With the new framework, the six major factors considered by the DOL when determining employment status will be:

  • Worker’s opportunity for profit or loss.
  • Investments made by the worker and the employer.
  • Degree of permanence of the work relationship.
  • Nature and degree of control over performance of the work.
  • Extent to which the work performed is an integral part of the employer’s business.
  • Use of the worker’s skill and initiative.

Construction employer groups balked at the change. Ben Brubeck, vice president of regulatory, labor and state affairs for Associated Builders and Contractors, called the final rule’s standard “ambiguous and difficult to interpret” in a release last week.

The 2021 rule provided clarity and a “consistent and common-sense economic realities test,” said Brian Turmail, vice president of public affairs and strategic initiatives for the AGC in a statement shared with Construction Dive.

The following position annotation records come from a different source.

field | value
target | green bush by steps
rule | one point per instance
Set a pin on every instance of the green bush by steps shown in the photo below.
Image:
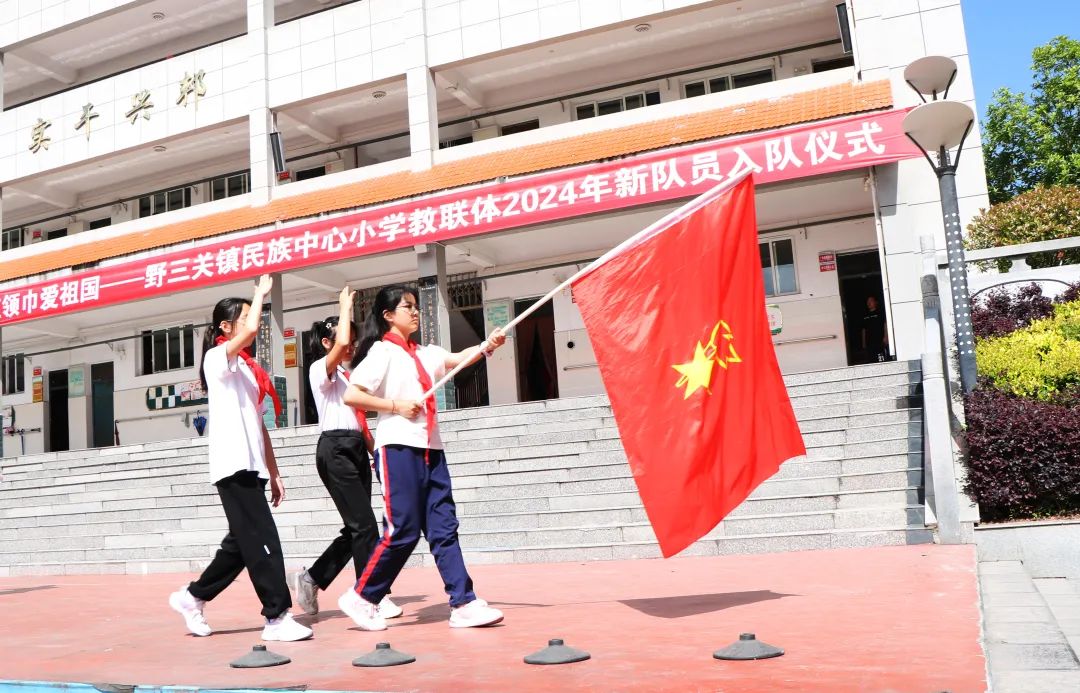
(1039, 362)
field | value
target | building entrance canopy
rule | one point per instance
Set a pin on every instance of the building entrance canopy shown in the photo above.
(781, 154)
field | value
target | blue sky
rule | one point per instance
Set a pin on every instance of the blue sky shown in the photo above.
(1001, 35)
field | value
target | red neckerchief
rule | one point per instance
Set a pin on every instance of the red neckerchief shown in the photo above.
(266, 386)
(361, 416)
(410, 349)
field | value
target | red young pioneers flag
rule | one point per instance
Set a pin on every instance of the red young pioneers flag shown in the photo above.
(677, 320)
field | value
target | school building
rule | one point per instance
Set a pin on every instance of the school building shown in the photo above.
(157, 155)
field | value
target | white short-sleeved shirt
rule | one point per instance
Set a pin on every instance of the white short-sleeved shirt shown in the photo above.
(328, 393)
(235, 417)
(389, 371)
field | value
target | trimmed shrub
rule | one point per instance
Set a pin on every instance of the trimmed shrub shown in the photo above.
(1024, 457)
(1041, 361)
(1002, 311)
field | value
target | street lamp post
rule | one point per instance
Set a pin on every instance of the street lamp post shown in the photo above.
(939, 126)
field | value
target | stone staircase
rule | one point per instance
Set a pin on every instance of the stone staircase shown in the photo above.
(535, 483)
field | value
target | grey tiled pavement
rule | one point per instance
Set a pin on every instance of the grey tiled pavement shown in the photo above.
(1030, 629)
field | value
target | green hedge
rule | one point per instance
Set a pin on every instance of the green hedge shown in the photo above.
(1039, 362)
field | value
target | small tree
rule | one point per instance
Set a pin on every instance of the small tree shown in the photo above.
(1035, 140)
(1042, 214)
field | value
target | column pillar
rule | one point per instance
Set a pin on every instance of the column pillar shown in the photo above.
(277, 324)
(420, 89)
(260, 17)
(3, 422)
(435, 308)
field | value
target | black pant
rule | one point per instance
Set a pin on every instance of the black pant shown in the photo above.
(252, 543)
(342, 464)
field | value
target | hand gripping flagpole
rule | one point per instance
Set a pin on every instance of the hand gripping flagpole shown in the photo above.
(648, 232)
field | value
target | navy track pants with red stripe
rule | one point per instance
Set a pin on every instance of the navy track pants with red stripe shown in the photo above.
(417, 499)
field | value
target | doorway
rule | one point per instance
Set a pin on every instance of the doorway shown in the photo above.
(102, 406)
(535, 348)
(309, 415)
(860, 277)
(57, 411)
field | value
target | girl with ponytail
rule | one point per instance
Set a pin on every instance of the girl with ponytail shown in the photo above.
(241, 462)
(391, 377)
(340, 459)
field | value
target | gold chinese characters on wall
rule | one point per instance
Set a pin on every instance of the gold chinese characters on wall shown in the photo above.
(191, 89)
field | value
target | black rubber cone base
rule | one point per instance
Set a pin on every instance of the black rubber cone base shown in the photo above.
(383, 655)
(556, 653)
(259, 656)
(747, 648)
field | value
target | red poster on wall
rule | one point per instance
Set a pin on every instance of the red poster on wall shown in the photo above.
(856, 141)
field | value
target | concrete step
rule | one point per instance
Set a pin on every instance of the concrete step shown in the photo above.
(543, 480)
(140, 465)
(318, 511)
(474, 533)
(493, 478)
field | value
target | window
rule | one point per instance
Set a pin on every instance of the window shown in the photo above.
(167, 201)
(712, 85)
(169, 349)
(229, 187)
(833, 64)
(14, 381)
(12, 239)
(716, 84)
(456, 141)
(778, 267)
(520, 127)
(750, 79)
(617, 105)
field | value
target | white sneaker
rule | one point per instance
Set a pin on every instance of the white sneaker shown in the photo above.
(190, 608)
(284, 629)
(307, 592)
(474, 614)
(389, 610)
(364, 613)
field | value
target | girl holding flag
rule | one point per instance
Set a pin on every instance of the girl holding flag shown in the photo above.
(241, 462)
(392, 376)
(341, 460)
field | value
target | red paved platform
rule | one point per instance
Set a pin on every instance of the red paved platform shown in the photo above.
(867, 620)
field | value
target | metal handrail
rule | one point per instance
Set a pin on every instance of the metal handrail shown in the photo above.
(1022, 249)
(799, 340)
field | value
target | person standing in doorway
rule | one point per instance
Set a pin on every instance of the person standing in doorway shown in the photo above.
(341, 460)
(391, 378)
(241, 462)
(875, 336)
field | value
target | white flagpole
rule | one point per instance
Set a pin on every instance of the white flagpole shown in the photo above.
(663, 222)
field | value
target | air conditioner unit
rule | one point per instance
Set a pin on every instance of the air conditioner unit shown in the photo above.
(485, 133)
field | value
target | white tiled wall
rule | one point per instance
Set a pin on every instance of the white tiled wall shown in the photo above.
(226, 81)
(335, 50)
(22, 19)
(460, 29)
(908, 195)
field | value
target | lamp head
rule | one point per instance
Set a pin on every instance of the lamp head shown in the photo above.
(931, 76)
(939, 124)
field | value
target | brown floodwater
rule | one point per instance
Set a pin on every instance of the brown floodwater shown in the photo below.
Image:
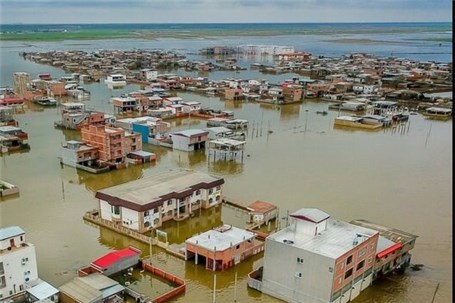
(294, 158)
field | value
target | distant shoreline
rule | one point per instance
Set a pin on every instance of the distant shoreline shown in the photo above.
(149, 31)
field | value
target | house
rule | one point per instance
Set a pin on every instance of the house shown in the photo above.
(149, 74)
(82, 156)
(189, 140)
(317, 259)
(217, 132)
(148, 202)
(124, 104)
(117, 261)
(221, 248)
(93, 288)
(392, 253)
(233, 94)
(74, 116)
(113, 143)
(6, 116)
(226, 149)
(17, 263)
(7, 189)
(148, 127)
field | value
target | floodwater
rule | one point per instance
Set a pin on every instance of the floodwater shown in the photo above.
(294, 158)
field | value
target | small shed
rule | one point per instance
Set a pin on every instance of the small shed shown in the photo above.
(190, 139)
(42, 291)
(262, 212)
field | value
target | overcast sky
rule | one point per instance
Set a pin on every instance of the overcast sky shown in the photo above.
(223, 11)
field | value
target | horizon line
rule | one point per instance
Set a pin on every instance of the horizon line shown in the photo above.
(259, 22)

“The only certainty to avoid an enforcement action an employer has under this new test is classifying, or misclassifying, someone as an employee instead of as an independent contractor, potentially stifling the entrepreneurial spirit that has long defined the industry,” Turmail said.

Labor groups, on the other hand, applauded the update.

“Simply put, this rule will ensure the basic rights of all workers, consistent with the Fair Labor Standards Act,” said Mark McManus, general president of the United Association of Union Plumbers and Pipefitters, in a statement shared with Construction Dive.

Worker misclassification is prevalent in the construction industry: An estimated 1.1 million to 2.1 million workers are misclassified or paid off the books in the industry, according to a report from the Century Foundation, a progressive think tank and research group that pursues equity in education, healthcare and work.